Les données historiques comparatives (guerre d’Afghanistan soviétique 15 000 morts, ratios tués/blessés, analyses démographiques) proviennent de sources historiques vérifiées et d’institutions de recherche militaire établies.
Nature de l’analyse
Les analyses, interprétations et perspectives présentées dans les sections analytiques de cet article constituent une synthèse critique et contextuelle basée sur les informations disponibles, les tendances observées et les commentaires d’experts cités dans les sources consultées.

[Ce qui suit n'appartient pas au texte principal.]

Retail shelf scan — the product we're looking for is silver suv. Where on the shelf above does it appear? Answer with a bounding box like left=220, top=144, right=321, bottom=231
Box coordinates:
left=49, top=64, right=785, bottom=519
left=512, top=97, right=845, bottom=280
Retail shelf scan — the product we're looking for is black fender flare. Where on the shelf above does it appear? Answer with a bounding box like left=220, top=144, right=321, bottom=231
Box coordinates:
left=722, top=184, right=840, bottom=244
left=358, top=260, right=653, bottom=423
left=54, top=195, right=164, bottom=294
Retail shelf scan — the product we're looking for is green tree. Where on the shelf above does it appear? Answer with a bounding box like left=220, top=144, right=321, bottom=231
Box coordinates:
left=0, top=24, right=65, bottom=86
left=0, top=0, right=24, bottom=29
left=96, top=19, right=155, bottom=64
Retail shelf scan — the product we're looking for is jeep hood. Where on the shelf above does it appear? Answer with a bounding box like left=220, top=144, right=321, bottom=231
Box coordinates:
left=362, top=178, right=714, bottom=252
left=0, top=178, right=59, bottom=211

Mon rôle est d’interpréter ces faits de pertes militaires massives dans le cadre de la stratégie d’attrition russe et de l’impact démographique à long terme, et de leur donner un sens cohérent. Ces analyses reflètent une expertise développée à travers l’observation continue des guerres d’attrition historiques, de la manipulation des statistiques de pertes par les régimes autoritaires, et de la compréhension des coûts humains réels des conflits prolongés.
Toute mise à jour des chiffres officiels de pertes ou toute révélation majeure concernant les statistiques russes réelles pourrait modifier les perspectives présentées ici. Cet article sera mis à jour si de nouvelles données officielles substantielles concernant les pertes russes sont publiées après le 6 novembre 2025.